Thanks mro..... it does exactly what I need. I did some touch-up work on it during my "stay at home" time last month, and also ordered a new motor, and it has shipped. (30hp tiller). Here in Homosassa I don't have a long run to the flats, so speed isn't an issue and I do fine with the smaller lighter weight motor.
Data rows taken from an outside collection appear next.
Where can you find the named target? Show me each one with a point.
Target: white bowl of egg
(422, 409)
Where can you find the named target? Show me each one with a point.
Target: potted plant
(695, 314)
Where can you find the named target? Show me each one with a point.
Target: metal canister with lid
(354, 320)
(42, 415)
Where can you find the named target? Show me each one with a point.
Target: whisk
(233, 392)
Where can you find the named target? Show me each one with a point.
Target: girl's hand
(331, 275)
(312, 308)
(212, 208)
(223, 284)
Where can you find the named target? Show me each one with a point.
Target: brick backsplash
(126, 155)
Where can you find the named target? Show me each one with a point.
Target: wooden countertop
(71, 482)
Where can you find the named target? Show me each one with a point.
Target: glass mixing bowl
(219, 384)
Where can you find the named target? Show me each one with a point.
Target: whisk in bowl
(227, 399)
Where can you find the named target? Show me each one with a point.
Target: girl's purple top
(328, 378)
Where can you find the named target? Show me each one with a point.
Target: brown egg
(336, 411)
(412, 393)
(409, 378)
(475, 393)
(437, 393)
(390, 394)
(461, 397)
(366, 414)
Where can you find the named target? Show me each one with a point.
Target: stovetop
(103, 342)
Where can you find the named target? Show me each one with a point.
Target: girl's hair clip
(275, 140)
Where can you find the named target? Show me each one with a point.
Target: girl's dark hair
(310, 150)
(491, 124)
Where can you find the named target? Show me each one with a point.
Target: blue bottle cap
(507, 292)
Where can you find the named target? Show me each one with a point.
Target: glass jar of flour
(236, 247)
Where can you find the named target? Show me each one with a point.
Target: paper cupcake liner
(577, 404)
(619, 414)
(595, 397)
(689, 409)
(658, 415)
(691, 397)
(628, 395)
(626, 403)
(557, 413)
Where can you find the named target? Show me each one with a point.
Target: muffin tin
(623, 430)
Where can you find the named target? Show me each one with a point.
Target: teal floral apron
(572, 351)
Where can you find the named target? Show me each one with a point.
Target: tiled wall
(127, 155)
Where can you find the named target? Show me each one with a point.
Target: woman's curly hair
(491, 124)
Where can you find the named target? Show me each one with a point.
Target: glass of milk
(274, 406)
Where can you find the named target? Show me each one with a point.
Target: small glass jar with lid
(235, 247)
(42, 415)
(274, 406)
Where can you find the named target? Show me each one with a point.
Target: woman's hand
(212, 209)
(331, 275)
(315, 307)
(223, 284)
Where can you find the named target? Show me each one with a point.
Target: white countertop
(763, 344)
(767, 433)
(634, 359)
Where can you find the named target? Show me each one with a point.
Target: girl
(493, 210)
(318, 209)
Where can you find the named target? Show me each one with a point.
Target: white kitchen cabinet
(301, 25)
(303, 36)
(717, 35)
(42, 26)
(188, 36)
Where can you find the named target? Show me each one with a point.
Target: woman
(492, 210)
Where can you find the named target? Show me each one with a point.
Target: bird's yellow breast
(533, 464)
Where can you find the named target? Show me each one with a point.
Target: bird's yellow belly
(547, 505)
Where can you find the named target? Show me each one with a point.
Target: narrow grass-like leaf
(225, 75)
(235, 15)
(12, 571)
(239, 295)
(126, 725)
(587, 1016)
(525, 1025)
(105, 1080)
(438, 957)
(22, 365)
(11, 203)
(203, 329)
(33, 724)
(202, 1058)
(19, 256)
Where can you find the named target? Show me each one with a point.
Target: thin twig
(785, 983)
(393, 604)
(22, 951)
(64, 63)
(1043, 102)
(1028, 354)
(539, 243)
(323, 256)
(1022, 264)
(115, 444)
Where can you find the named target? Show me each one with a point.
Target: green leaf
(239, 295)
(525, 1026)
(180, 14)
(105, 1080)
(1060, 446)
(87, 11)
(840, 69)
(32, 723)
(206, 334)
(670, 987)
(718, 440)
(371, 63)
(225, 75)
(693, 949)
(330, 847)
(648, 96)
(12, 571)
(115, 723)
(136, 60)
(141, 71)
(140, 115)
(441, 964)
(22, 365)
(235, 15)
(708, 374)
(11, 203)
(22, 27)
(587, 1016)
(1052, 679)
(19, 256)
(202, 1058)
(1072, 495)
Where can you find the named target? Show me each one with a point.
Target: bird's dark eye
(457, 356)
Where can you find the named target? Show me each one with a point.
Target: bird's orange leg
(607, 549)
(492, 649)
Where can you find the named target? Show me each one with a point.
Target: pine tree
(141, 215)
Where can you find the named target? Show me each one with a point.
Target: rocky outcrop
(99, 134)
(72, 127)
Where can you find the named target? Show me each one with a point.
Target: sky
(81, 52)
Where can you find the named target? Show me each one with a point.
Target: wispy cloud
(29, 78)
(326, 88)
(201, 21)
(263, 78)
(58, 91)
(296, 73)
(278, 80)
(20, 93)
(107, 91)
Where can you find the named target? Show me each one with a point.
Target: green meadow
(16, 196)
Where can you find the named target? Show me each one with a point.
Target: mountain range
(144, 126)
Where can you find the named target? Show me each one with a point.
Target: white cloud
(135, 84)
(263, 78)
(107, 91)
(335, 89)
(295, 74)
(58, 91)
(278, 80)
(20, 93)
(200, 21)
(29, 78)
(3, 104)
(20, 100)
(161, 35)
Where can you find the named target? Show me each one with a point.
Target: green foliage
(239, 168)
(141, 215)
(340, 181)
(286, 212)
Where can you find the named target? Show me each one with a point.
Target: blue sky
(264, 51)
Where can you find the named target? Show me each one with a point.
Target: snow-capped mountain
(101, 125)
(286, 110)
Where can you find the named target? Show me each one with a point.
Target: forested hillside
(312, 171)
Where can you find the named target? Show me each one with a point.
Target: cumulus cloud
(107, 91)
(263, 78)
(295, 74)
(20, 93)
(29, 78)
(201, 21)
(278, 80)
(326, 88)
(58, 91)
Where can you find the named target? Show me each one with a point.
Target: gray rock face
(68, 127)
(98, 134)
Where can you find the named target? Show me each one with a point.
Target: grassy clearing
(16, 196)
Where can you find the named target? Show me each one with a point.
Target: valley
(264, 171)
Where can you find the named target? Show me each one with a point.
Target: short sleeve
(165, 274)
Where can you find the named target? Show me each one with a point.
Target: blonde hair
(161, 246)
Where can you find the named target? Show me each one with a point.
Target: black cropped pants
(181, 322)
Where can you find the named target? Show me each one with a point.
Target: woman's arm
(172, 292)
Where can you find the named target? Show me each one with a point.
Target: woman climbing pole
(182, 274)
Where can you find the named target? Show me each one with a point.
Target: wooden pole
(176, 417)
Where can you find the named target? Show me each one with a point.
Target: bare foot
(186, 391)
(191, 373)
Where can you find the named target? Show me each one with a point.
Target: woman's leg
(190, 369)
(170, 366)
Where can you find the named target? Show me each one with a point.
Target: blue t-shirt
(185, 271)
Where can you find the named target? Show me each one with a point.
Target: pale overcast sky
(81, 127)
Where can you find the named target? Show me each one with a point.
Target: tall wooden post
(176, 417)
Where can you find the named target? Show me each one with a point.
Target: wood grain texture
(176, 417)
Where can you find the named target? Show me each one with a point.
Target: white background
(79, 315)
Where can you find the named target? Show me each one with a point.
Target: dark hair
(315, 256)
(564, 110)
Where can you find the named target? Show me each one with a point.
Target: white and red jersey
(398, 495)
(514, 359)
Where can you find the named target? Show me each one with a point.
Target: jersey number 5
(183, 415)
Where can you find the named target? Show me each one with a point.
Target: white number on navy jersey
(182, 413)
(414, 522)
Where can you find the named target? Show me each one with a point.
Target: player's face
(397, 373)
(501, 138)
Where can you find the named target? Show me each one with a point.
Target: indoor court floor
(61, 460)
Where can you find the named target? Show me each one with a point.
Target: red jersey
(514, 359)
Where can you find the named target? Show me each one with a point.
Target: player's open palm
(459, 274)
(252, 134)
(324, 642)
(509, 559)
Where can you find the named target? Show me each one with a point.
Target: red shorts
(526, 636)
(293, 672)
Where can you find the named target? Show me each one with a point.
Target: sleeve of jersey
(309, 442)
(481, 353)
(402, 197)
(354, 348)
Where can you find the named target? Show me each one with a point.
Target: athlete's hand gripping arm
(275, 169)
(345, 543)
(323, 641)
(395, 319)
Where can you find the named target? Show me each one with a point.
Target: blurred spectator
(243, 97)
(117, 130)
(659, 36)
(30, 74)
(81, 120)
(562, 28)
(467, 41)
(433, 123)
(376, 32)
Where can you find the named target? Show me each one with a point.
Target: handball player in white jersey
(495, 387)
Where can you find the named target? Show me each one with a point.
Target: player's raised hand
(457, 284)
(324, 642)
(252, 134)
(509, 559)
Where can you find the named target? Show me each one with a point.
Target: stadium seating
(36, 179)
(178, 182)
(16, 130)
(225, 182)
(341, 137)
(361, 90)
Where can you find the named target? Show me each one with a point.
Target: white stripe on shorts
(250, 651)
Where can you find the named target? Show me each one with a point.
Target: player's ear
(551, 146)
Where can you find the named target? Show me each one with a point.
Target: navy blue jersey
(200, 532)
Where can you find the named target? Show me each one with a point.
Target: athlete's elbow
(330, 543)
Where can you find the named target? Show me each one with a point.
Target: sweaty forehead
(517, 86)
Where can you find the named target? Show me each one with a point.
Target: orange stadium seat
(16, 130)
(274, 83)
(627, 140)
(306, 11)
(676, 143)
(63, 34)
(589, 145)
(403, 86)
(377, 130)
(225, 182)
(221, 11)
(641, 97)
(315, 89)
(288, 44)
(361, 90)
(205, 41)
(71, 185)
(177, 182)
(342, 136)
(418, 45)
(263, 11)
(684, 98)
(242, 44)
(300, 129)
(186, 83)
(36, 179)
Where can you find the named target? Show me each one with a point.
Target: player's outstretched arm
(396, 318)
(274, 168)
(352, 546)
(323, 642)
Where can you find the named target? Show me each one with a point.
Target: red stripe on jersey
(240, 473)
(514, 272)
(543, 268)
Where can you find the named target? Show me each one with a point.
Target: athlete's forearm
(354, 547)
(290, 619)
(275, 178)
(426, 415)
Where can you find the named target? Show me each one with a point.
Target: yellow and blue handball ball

The boat is wide and very stable, so this old guy has room to stumble around. The front casting deck is pretty high, so I don't really need a raised platform to fall off of. Same with a rear poling platform. I mostly fish alone, so there's more than enough room in a 15' 9" boat. It originally had side console steering, but I now just use the console for electronics and a grab handle on the top.


----------



## LowHydrogen (Dec 31, 2015)

mro said:


> So your GPS and 1800G work when the key is "off" ?
> 
> Bad A$$ boat


Thanks! Yes, as long as the battery switch is on they have power, they're wired to the panel not the ignition. 



mro said:


> BTW,
> using 16 AWG tinned wire?


I didn't have to splice in any wire, the tails on both were plenty long enough to reach my panel. 



Salty Dawg said:


> You WILL need a VHF antenna.
> View attachment 132192


Thanks. Yes, I have a 46" one installed, you can see it in the upper left of those pics.


----------



## mro (Jan 24, 2018)

Mine finally got here 










It will be a few days before I'm ready to install it.


----------